Apple Finally Showed Up at the $599 Price Tag
The cheapest Mac you could buy until March 2026 was a refurbished MacBook Air for around $600 — and the current Air starts at $1,099. Apple had never built a new laptop under a thousand dollars with Apple Silicon. That gap was deliberate: Apple doesn't compete on price, they compete on margin. Then they shipped the MacBook Neo, and a lot of people had to recalibrate their mental model of what Apple will actually do. [1] The MacBook Neo launched March 11 at $599 ($499 for students), runs an A18 Pro chip — the same processor inside the iPhone 16 Pro — 8GB unified memory, a 13-inch Liquid Retina display, all-aluminum chassis, and 16 hours of claimed battery life. It looks like a MacBook because it basically is one. The keyboard uses the same switches as the $3,000 MacBook Pro. The hinge opens one-handed. It comes in citrus, blush, indigo, and silver because Apple is in the colors business now. Marques Brownlee, better known as MKBHD, spent a full week with it. His verdict: "potentially Apple's most disruptive product in the last 10 plus years." Not the Vision Pro. Not the M1 chip that changed everything. Not the iPhone X. This $599 laptop with a phone chip. [1] He's right. Here's why.

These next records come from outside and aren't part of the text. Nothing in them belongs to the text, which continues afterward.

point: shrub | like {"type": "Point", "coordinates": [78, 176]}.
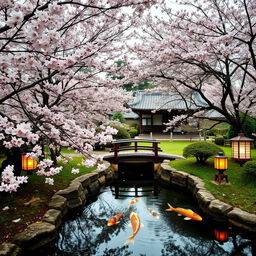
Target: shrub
{"type": "Point", "coordinates": [219, 141]}
{"type": "Point", "coordinates": [250, 168]}
{"type": "Point", "coordinates": [133, 132]}
{"type": "Point", "coordinates": [201, 151]}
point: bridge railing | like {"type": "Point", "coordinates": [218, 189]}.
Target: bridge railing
{"type": "Point", "coordinates": [135, 147]}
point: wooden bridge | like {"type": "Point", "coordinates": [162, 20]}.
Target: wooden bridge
{"type": "Point", "coordinates": [131, 151]}
{"type": "Point", "coordinates": [136, 162]}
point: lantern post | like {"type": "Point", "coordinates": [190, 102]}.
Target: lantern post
{"type": "Point", "coordinates": [241, 148]}
{"type": "Point", "coordinates": [28, 164]}
{"type": "Point", "coordinates": [221, 164]}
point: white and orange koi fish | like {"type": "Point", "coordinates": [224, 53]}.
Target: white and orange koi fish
{"type": "Point", "coordinates": [134, 201]}
{"type": "Point", "coordinates": [153, 213]}
{"type": "Point", "coordinates": [136, 224]}
{"type": "Point", "coordinates": [115, 219]}
{"type": "Point", "coordinates": [188, 213]}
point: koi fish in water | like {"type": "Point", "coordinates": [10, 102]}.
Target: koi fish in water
{"type": "Point", "coordinates": [136, 224]}
{"type": "Point", "coordinates": [153, 213]}
{"type": "Point", "coordinates": [115, 219]}
{"type": "Point", "coordinates": [188, 213]}
{"type": "Point", "coordinates": [134, 201]}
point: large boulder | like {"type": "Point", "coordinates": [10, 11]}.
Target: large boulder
{"type": "Point", "coordinates": [35, 236]}
{"type": "Point", "coordinates": [242, 219]}
{"type": "Point", "coordinates": [9, 249]}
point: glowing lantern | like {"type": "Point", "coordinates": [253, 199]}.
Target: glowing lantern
{"type": "Point", "coordinates": [241, 148]}
{"type": "Point", "coordinates": [221, 235]}
{"type": "Point", "coordinates": [221, 164]}
{"type": "Point", "coordinates": [28, 164]}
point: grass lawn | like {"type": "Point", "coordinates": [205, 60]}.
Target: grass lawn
{"type": "Point", "coordinates": [242, 189]}
{"type": "Point", "coordinates": [35, 188]}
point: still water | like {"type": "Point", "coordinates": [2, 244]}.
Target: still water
{"type": "Point", "coordinates": [88, 233]}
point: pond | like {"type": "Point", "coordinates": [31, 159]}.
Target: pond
{"type": "Point", "coordinates": [170, 234]}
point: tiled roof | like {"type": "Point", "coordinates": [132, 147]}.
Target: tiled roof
{"type": "Point", "coordinates": [158, 101]}
{"type": "Point", "coordinates": [130, 115]}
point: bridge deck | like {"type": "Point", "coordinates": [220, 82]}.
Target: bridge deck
{"type": "Point", "coordinates": [140, 156]}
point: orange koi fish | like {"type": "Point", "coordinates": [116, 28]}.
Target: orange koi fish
{"type": "Point", "coordinates": [188, 213]}
{"type": "Point", "coordinates": [136, 224]}
{"type": "Point", "coordinates": [134, 201]}
{"type": "Point", "coordinates": [115, 219]}
{"type": "Point", "coordinates": [153, 213]}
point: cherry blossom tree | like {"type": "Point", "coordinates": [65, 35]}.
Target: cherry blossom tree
{"type": "Point", "coordinates": [203, 51]}
{"type": "Point", "coordinates": [53, 55]}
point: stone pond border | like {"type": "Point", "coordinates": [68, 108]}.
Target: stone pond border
{"type": "Point", "coordinates": [41, 233]}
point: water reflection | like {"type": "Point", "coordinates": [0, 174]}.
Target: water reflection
{"type": "Point", "coordinates": [88, 233]}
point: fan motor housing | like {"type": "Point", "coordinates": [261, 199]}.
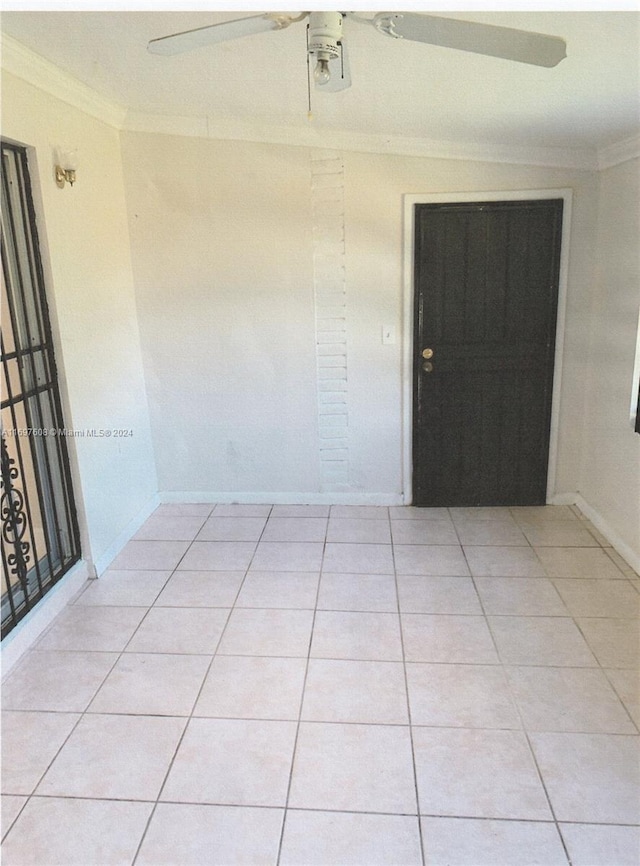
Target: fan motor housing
{"type": "Point", "coordinates": [325, 32]}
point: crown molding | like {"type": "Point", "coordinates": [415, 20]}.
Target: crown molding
{"type": "Point", "coordinates": [34, 69]}
{"type": "Point", "coordinates": [312, 136]}
{"type": "Point", "coordinates": [619, 152]}
{"type": "Point", "coordinates": [20, 61]}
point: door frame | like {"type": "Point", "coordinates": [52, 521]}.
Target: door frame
{"type": "Point", "coordinates": [411, 199]}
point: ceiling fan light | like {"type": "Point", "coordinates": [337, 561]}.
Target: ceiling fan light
{"type": "Point", "coordinates": [322, 73]}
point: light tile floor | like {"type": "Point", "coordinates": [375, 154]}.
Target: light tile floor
{"type": "Point", "coordinates": [304, 685]}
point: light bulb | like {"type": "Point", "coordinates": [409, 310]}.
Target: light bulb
{"type": "Point", "coordinates": [321, 73]}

The Chip Story Is Actually the Economics Story
The obvious take is "wow, iPhone chip in a laptop, interesting." The real story is what that decision means for Apple's cost structure. MKBHD nailed this in his review: Apple already manufactures A-series chips in the tens of millions every year for the iPhone. They've driven per-unit manufacturing costs down to near-nothing. An A18 Pro in a MacBook Neo costs Apple significantly less than even a budget Intel or AMD chip would, because that R&D and production scale was already amortized across hundreds of millions of phones. [1] So they drop the A18 Pro — which already benchmarks at M1 levels, by the way — into an aluminum laptop with a real keyboard and charge $599. The Geekbench numbers don't lie: MKBHD ran multi-core scores above 8,500. For comparison, that's right where the M1 MacBook Air sits. The single-core score actually leans closer to M3 territory. GPU benchmarks in OpenCL and Metal? M1 range. [1] Apple is also claiming 3x faster AI performance than rival PC laptops for on-device tasks, and 50% faster for everyday workloads compared to the bestselling Intel Core Ultra 5 machines. [3] For web browsing, word processing, spreadsheets, email, streaming — which is what the vast majority of laptop owners actually do all day — this thing is not a compromise. It's just a fast Mac at an impossible price.